10 Prompt Engineering Tips That Actually Work
February 10, 2026
The difference between a mediocre AI output and a brilliant one isn't the model — it's the prompt. Here are 10 techniques that consistently produce better results across ChatGPT, Claude, and Gemini.
1. Use the Full Framework: Role + Context + Task + Format + Constraints
Don't just say "write me a blog post." Instead: "You are a senior content marketer at a B2B SaaS company. Write a 1,500-word blog post about AI automation for small businesses. Use H2 headers, include 3 real statistics, and end with a CTA. Avoid jargon and write at an 8th-grade reading level."
2. Show, Don't Tell (Few-Shot Examples)
Include 2-3 examples of what good output looks like. This single technique improves quality more than any amount of additional instruction text.

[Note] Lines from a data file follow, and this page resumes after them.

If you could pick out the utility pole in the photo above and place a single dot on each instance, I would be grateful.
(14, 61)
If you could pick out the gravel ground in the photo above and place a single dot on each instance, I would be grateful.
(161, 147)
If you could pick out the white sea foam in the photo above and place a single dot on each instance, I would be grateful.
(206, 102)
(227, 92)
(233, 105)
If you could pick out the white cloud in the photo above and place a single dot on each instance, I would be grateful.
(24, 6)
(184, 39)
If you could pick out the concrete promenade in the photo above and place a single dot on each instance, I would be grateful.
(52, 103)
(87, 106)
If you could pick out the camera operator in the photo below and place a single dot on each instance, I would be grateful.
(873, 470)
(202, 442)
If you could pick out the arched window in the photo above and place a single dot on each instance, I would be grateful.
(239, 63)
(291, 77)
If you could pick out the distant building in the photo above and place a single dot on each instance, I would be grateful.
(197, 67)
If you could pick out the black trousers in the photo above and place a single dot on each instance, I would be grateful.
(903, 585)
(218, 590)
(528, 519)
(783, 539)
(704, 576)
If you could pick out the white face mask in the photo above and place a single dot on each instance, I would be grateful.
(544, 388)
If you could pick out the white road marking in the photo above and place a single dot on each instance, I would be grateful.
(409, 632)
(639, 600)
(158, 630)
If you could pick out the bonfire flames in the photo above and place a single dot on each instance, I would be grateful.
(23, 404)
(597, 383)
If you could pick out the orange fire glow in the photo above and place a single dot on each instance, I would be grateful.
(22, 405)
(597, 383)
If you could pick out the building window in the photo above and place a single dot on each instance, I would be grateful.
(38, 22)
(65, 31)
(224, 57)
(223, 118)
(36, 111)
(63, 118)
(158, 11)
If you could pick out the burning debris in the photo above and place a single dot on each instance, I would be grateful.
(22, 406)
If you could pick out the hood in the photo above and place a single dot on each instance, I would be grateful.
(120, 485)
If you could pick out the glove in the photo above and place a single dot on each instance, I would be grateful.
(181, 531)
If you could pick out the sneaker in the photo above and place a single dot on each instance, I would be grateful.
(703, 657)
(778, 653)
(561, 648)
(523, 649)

3. Chain-of-Thought for Complex Tasks
Add "Think through this step-by-step" for any task involving reasoning, analysis, or multi-step logic. Research shows CoT improves accuracy by 15-30% on complex tasks.
4. Use Negative Examples
Tell the AI what NOT to do. "Don't use buzzwords like 'leverage' or 'synergy.' Don't start paragraphs with 'In today's fast-paced world.'" This eliminates the generic AI voice.
5. Specify the Audience
"Explain this to a business owner who has never used an API" produces dramatically different output than "Explain this to a senior engineer." Always specify who's reading.
6. Ask for Multiple Options
"Give me 5 different approaches to this problem" is more useful than asking for one. You can then pick the best or combine elements from several options.
7. Use XML Tags for Structure (Especially with Claude)
Claude performs significantly better with XML tags: <context>...</context>, <instructions>...</instructions>, <examples>...</examples>. This helps the model understand the structure of your request.
8. Iterate with Self-Critique
After the first output, ask: "What's wrong with this response? How would you improve it?" Then: "Now rewrite it incorporating those improvements." This self-critique loop consistently produces higher quality results.
9. Set Temperature for Your Use Case
Low temperature (0.1-0.3) for factual tasks like data extraction and classification. High temperature (0.7-1.0) for creative tasks like brainstorming and writing. Default (0.5) for general tasks.
10. Version Control Your Prompts
Keep a prompt library. When you find a prompt that works well, save it with a name, category, and example output. Your future self will thank you.